L'innovation se reflète aussi dans la diversification des structures utilisées. Si les modèles Ijara (38%) et Wakala (30%) dominent toujours le marché international, les montages hybrides combinant plusieurs contrats islamiques (Murabaha, Mudaraba...) gagnent du terrain, représentant plus d'un quart des émissions. "L'année 2023 a vu l'introduction de structures relativement équilibrées, ce qui est souhaitable et encourageant pour le marché des Sukuk où les inquiétudes concernant la dépendance à l'égard d'une structure ont été traitées", note le rapport.
Autre innovation marquante : l'utilisation croissante de l'or comme sous-jacent des Sukuk, à l'image des émissions réalisées par le Trésor turc. Une tendance qui pourrait faire des émules, plusieurs pays étudiant cette option pour diversifier leurs émissions et attirer de nouvelles liquidités.
Toujours plus loin, toujours plus fort
Cette effervescence se traduit par l'allongement de la duration moyenne des Sukuk, avec des maturités pouvant aller jusqu'à 30 ans, voire un demi-siècle pour certaines émissions domestiques en Malaisie. Signe de la confiance des investisseurs dans cet instrument.
De même, les Sukuk s'exportent de plus en plus au-delà de leurs frontières naturelles. En témoigne le succès des émissions libellées en dollars qui ont atteint 52,7 milliards en 2023, en hausse de 47% sur un an.

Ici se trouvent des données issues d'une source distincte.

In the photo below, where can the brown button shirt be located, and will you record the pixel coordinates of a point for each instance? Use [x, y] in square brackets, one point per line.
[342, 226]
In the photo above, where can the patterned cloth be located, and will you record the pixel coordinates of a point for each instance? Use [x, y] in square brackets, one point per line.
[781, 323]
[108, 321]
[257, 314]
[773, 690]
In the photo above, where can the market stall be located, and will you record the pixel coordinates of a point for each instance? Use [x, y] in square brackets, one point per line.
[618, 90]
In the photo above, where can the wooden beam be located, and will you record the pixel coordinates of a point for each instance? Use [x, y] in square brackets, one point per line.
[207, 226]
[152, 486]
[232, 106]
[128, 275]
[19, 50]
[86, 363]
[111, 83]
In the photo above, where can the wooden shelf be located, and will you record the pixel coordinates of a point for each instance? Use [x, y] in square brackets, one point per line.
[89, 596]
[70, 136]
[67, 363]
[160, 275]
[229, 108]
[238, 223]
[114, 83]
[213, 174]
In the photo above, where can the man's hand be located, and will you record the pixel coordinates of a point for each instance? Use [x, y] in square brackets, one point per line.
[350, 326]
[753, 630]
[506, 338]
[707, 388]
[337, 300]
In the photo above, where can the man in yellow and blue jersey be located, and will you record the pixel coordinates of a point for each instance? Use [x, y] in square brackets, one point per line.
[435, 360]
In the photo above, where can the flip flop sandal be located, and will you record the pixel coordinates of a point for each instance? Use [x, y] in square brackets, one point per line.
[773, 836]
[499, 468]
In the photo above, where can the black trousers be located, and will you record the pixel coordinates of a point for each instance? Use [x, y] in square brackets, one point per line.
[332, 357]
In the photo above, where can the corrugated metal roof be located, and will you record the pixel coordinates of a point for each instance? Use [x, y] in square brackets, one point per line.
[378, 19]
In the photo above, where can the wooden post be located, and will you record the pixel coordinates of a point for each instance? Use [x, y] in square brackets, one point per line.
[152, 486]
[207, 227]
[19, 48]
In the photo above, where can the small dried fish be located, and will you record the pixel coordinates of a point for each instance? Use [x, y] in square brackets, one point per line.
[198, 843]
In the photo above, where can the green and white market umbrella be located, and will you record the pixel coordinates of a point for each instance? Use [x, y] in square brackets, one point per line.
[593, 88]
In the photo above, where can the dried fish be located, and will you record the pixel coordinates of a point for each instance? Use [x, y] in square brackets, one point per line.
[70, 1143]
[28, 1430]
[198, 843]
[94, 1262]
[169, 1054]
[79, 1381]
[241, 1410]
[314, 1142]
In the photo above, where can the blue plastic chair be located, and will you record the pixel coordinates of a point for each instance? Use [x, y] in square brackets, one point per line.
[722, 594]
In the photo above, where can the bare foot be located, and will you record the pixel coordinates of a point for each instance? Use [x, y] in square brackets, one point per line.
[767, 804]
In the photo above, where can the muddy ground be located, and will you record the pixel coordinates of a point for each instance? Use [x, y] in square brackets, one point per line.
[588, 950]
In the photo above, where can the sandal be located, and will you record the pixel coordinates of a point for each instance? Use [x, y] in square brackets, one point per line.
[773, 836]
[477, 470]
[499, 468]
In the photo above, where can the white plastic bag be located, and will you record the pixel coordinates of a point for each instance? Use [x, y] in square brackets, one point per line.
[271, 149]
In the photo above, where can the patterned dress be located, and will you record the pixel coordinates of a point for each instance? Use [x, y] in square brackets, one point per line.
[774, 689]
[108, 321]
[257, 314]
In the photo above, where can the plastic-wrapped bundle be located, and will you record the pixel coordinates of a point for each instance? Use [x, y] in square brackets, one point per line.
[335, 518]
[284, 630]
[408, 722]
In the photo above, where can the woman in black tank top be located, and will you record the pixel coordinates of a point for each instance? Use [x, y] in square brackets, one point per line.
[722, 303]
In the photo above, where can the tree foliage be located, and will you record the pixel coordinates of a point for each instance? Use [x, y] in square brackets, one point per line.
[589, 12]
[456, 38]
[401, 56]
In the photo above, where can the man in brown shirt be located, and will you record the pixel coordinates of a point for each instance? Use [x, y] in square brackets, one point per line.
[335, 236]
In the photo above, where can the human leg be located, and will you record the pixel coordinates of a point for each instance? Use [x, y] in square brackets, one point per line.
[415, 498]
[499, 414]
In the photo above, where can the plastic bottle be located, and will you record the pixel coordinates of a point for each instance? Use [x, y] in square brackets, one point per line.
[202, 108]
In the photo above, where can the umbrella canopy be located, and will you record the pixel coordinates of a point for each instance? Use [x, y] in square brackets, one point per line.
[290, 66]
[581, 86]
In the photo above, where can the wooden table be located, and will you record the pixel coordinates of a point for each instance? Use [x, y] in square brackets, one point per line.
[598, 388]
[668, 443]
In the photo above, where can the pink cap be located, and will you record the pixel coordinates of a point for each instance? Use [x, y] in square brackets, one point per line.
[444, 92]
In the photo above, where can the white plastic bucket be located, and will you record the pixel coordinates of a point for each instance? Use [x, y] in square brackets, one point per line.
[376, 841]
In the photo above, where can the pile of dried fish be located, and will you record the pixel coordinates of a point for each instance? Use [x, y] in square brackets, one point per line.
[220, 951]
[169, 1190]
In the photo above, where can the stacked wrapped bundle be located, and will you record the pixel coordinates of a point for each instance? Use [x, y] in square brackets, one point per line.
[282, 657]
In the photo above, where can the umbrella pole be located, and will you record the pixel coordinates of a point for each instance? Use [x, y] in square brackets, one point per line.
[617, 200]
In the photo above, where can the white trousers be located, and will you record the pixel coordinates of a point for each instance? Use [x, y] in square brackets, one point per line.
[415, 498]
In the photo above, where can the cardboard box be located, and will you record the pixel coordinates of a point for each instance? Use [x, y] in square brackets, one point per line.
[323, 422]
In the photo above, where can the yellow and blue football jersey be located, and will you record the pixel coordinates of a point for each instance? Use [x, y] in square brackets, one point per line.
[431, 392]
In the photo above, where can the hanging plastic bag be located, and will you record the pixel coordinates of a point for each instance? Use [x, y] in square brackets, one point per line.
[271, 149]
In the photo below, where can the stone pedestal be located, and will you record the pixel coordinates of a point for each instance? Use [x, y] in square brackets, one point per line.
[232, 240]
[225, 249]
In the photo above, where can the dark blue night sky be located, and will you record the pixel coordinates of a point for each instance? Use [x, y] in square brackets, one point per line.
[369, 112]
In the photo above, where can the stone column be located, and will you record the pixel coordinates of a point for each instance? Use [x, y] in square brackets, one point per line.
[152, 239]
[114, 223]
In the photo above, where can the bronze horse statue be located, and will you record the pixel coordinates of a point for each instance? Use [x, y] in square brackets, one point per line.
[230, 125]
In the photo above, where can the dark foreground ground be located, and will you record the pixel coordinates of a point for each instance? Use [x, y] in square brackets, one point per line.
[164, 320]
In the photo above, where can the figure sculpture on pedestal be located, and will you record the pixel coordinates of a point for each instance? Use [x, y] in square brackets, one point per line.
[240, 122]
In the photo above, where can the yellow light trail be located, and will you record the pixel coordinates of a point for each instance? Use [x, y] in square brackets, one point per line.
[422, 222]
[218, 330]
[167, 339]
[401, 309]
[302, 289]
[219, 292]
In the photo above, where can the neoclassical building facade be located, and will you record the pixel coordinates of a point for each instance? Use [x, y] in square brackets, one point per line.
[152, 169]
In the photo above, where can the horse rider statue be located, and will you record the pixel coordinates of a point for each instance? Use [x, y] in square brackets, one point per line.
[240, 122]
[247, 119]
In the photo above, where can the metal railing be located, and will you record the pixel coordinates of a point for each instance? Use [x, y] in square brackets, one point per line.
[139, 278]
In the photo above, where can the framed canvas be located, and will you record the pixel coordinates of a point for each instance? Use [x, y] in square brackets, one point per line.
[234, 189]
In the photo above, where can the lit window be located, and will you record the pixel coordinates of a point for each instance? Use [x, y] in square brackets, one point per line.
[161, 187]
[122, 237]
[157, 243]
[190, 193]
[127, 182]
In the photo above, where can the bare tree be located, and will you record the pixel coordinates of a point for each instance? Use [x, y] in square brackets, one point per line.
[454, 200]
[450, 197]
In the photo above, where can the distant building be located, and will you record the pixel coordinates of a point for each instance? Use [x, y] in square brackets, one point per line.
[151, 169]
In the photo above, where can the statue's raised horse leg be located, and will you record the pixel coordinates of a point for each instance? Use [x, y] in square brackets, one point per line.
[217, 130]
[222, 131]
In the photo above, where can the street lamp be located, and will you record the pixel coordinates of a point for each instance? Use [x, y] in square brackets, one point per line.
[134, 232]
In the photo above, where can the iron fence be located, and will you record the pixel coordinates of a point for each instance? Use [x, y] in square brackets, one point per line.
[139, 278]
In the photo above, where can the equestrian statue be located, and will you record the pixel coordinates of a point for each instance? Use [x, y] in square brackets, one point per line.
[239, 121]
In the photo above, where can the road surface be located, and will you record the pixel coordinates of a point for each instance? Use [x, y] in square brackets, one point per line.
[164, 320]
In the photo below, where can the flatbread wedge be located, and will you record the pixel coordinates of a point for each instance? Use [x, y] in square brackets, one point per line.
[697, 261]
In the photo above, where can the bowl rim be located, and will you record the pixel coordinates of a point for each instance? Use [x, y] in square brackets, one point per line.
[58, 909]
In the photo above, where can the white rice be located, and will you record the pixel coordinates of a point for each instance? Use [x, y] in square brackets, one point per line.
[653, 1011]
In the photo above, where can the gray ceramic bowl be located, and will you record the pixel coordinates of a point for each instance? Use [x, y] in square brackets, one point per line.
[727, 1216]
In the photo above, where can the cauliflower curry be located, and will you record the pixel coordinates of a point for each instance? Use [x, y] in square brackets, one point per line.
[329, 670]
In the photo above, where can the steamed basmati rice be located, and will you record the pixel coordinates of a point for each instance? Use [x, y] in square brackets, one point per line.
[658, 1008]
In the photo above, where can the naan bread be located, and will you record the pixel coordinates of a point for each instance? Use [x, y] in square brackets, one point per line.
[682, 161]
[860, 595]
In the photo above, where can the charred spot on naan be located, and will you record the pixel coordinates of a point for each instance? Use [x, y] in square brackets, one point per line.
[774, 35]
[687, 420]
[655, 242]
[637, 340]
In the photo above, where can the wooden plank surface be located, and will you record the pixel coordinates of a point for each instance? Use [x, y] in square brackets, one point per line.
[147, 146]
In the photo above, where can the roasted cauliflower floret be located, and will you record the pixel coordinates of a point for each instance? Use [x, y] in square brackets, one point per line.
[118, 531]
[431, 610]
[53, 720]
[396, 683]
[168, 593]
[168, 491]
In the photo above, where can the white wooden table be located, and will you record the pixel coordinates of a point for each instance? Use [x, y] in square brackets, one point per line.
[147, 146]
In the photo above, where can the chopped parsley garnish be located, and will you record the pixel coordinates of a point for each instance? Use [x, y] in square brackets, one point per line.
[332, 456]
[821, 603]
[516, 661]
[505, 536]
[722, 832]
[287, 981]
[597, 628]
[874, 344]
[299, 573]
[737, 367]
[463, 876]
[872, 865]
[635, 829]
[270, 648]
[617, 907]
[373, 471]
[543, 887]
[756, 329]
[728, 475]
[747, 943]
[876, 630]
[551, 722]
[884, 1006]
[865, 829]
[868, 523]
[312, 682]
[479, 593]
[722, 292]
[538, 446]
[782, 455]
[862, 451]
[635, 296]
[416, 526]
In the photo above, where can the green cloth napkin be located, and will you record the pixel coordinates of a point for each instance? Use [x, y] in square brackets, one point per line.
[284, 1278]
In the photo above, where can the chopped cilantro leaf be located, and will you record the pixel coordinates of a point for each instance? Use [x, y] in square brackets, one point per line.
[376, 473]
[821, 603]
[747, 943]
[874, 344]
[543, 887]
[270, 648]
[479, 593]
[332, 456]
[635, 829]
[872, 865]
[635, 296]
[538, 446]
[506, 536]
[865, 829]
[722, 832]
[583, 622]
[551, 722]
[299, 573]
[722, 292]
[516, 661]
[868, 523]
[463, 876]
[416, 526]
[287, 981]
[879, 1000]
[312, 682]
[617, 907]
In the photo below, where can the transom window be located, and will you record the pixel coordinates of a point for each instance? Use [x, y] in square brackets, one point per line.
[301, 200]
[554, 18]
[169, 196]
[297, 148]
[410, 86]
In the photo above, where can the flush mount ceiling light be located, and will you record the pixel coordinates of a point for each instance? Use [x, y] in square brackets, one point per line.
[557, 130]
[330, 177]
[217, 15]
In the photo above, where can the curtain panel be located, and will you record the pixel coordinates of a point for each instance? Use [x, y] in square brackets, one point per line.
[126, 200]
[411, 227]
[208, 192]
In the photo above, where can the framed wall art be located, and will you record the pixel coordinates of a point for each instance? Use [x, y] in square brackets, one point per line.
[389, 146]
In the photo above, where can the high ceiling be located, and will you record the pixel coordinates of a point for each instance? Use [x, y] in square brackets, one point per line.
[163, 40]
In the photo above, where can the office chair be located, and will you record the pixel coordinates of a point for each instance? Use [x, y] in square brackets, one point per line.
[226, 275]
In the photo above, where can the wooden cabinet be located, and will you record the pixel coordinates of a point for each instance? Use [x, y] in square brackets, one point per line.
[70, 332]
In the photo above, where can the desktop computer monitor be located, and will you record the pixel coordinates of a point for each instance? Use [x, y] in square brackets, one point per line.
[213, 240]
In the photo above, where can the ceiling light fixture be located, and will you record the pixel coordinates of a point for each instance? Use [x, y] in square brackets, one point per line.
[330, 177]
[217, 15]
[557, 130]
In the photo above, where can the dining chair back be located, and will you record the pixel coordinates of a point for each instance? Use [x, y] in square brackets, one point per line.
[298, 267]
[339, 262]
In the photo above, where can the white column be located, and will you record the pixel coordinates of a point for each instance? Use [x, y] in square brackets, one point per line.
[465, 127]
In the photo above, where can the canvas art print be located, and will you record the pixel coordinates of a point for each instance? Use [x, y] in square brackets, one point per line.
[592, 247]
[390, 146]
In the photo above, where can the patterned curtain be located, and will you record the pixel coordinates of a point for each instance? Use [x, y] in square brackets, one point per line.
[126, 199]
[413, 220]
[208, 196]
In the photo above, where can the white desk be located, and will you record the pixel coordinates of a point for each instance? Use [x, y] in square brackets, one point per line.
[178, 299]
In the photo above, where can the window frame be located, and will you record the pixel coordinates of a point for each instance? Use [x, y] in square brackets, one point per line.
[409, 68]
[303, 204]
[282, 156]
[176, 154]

Ou encore l'intérêt grandissant des entreprises occidentales, à l'instar de l'américain Air Lease Corporation qui a levé 600 millions de dollars via des Sukuk en mars dernier, une première pour un corporate nord-américain.
Cette success story ne doit pas masquer les défis qui restent à relever pour permettre au marché des Sukuk de changer d'échelle, au premier rang desquels l'harmonisation des pratiques et des cadres réglementaires pour fluidifier les échanges transfrontaliers. "Pour changer d'échelle, il faudra harmoniser les normes, fluidifier les échanges et attirer de nouveaux acteurs. Un défi de taille mais à la portée de l'ingéniosité des acteurs de l'écosystème", insiste l'IIFM.
L'autre priorité est de renforcer la liquidité et la profondeur du marché secondaire. Un enjeu crucial pour attirer davantage d'investisseurs institutionnels et soutenir une tarification efficiente. Plusieurs initiatives sont à l'étude, comme la création de plateformes de négociation dédiées ou le développement de produits dérivés adossés aux Sukuk.
Enfin, le rapport appelle à poursuivre les efforts de standardisation, notamment en généralisant l'utilisation des contrats type publiés par l'IIFM et l'AAOIFI (Accounting and Auditing Organization for Islamic Financial Institutions). Un chantier essentiel pour sécuriser les transactions et renforcer la confiance du marché.